In today’s culture we seek wisdom and understanding anywhere we can find it. We are constantly looking for it and creating new venues to discover it. In this high-speed society we have the ability to find anything we need with the touch of a finger. It is so normal of us to seek wisdom and understanding. But it is difficult to seek true wisdom, the type of wisdom that only comes from God. We exist in a society where humanity has rejected the reality of God. Our world today with every chance they get try to ignore that not does God exist but that also He is irrelevant and a crutch for the weak and helpless. The bible has good morals to live by but yet not a text to be regarded as sacred and holy. We seek wisdom and understanding in the arenas that we are most comfortable with and the ones that please us the most. Instead of truly seeking wisdom we seek truth to match up with the emotions we are feeling. We search for it in sayings and limericks. We delve deep into the lyrics of the music we listen to trying to evoke the mood we are in and the words that we are too weak to express. We search out guru’s and read book after book after book to find understanding. We are more concerned with the next book in the Oprah book club to help us discover what truly is understanding of this life. We as humans try to have understanding and wisdom revealed to us by seeking out mediums and psychics to reveal us the way to go. Very simply put; in our sick culture we are dying physically and spiritually in a futile attempt to seek out what is truly wisdom and truly understanding.
I have fell victim to this search myself. I have been one of those people who seeks out what wisdom truly is and how I can apply understanding in my own life. I sought it out in the very forms that were listed above. I took it a step farther and sought out narcotics and alcohol to try and gain some insight to the spiritual world that I had been neglecting. I searched and searched and yet in the end felt empty and dry and back where I had started. It was as if I was in a circular motion with the way I was living my life. Every day seemed like the same thing over and over. It came to the point where I didn’t even feel alive. I felt rejected and down. But this could have all been prevented. I read proverbs chapter 1. In the opening verses of this book Solomon wisely states the real key to true spiritual understanding and insight.

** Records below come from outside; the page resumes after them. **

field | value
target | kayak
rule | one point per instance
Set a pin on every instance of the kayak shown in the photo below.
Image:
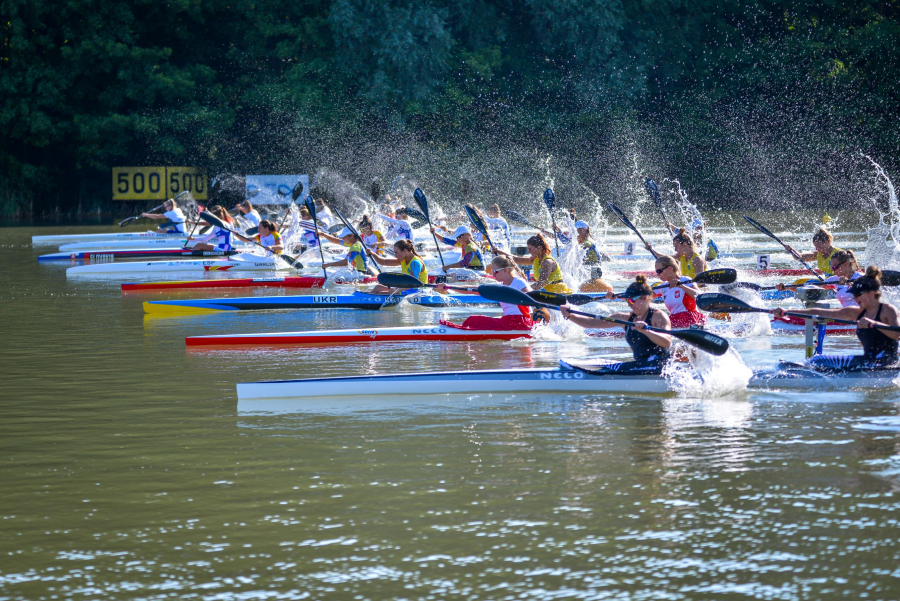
(435, 333)
(107, 255)
(133, 236)
(563, 379)
(357, 300)
(240, 262)
(276, 282)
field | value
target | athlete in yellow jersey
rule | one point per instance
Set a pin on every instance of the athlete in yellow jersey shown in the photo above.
(409, 261)
(823, 242)
(546, 272)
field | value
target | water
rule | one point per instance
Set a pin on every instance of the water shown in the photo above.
(128, 472)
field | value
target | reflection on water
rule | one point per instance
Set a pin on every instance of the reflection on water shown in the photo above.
(130, 471)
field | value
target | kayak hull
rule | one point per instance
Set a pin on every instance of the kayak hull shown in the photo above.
(560, 379)
(436, 333)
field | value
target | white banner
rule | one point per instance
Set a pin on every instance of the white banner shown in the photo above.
(274, 189)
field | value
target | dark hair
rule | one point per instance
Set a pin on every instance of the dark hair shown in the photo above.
(538, 241)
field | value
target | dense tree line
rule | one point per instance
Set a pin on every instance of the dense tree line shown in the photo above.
(242, 85)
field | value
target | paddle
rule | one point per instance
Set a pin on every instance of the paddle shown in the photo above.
(630, 226)
(402, 280)
(550, 201)
(423, 204)
(128, 220)
(479, 224)
(210, 218)
(716, 302)
(705, 341)
(793, 253)
(653, 190)
(513, 215)
(724, 275)
(358, 237)
(310, 205)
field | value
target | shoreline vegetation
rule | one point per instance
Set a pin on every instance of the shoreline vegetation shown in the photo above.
(755, 104)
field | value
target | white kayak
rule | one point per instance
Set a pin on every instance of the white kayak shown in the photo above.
(563, 379)
(132, 236)
(242, 262)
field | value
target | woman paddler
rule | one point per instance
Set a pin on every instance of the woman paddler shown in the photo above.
(823, 242)
(879, 346)
(689, 261)
(407, 258)
(545, 270)
(650, 349)
(221, 236)
(515, 317)
(678, 296)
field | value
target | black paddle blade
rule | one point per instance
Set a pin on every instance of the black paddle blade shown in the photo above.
(890, 278)
(422, 202)
(716, 302)
(310, 206)
(705, 341)
(398, 280)
(618, 212)
(726, 275)
(550, 200)
(297, 191)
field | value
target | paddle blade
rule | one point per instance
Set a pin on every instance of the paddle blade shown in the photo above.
(398, 280)
(716, 302)
(422, 202)
(297, 191)
(717, 276)
(550, 200)
(212, 219)
(505, 294)
(890, 278)
(705, 341)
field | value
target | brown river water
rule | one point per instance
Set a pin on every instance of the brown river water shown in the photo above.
(128, 473)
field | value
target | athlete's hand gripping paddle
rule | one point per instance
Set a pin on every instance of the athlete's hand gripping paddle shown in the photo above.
(705, 341)
(210, 218)
(422, 201)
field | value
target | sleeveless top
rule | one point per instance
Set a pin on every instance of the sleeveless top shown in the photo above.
(825, 262)
(415, 268)
(877, 346)
(554, 282)
(642, 347)
(687, 266)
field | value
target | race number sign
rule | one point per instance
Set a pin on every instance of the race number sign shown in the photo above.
(158, 183)
(275, 189)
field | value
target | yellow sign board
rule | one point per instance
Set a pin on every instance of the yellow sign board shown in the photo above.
(158, 183)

He says that the fear of the Lord is the beginning of wisdom but fools reject discipline.
Fearing the Lord. A concept I’m still unsure of. I know I fear God but more in a sense of “ooo, if I do not do this God will punish me and make my life a living hell.” But the fear of the Lord that is talked of here is completely different. It is more of a reverent spirit for the Lord and what he wants to do through our lives. It is a penitent spirit. One of humility that must be pervasive in our everyday lives. When we try to do it on our own we fail miserably. When we seek out wisdom and understanding we fail or find the wrong encouragement or advice and completely miss out on the truth. We have a choice to accept the wisdom God gives, heed its words, and apply the truth in our lives and decision-making. But yet so many times I find myself ignoring the basic truths I know from the word, from my parents, and even from friends. I seek out my own path so often and try to make my own way in this life. But why? Is it my human nature or something much more ingrained inside of me? Why is my life so much more complicated and difficult than other Christians I see around me? Is this God’s way of leading me into difficult situations to force me to grow and mature so that I can better be prepared for the work that God has for me? It seems so unfair. If one is called to greatness does that mean a life of misery and difficulty before they enter into what God has truly called them to? I have heard it said time and time again those in the favor of the Lord will truly discover wisdom and begin to gain understanding into the vast expanse of the Lord.

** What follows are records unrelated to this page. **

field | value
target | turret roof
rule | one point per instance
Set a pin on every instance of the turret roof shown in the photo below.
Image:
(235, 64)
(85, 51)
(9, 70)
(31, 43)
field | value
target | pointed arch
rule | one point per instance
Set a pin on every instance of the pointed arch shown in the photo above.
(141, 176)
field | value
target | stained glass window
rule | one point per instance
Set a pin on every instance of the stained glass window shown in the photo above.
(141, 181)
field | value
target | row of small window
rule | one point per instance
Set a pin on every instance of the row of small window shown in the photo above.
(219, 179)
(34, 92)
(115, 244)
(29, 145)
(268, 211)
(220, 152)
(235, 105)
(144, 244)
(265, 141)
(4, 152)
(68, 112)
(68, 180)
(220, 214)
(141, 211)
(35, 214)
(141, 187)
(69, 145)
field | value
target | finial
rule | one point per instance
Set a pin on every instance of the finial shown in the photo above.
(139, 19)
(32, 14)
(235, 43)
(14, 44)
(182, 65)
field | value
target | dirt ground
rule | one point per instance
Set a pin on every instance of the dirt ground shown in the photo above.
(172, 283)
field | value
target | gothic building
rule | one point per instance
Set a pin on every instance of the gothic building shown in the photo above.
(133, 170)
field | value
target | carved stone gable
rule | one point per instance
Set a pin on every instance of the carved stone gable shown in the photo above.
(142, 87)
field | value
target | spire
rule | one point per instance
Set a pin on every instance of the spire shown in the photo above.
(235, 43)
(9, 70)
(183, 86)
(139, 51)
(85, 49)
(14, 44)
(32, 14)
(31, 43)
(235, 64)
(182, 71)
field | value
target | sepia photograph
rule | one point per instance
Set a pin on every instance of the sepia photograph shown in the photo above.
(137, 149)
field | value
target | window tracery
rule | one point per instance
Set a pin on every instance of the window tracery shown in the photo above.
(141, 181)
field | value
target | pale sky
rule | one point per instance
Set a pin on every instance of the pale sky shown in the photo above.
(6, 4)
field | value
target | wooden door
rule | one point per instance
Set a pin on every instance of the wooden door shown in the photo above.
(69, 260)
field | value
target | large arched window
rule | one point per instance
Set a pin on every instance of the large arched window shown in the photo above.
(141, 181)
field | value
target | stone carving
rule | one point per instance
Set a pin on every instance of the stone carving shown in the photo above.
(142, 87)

I feel that the choices we make in life have something to play off of. But then the idea of prevenient grace comes into mind. The idea that God loved me while I was drinking and lying in a gutter wasted beyond all belief. The idea that while I was off living wildly and out of control that God has His hand and calling on my life while I was rejecting it. It is a sobering thought that through all the stupid things I have done, all the booze, the drugs, the loose women, and wild parties that God was standing right next to me while I was doing these things. And yet through seeing it all he still loved me and still wanted me. He still cared about me. And even though I have turned my life over to him I still have the tendencies to make dumb choices and allow them to affect me and influence me. Yet through it all Christ still loves me. No matter what I do the fact remains that He gave his life for me, and all the things I have done and still have yet to do. But where do the blessings come in? Must there be a dry and a “dark ages” period in my life where things are all confused and twisted? Where very little seems to go right. Or am I focusing solely on the blessings I feel I should have and not seeing the entire picture. It just does not seem fair some times.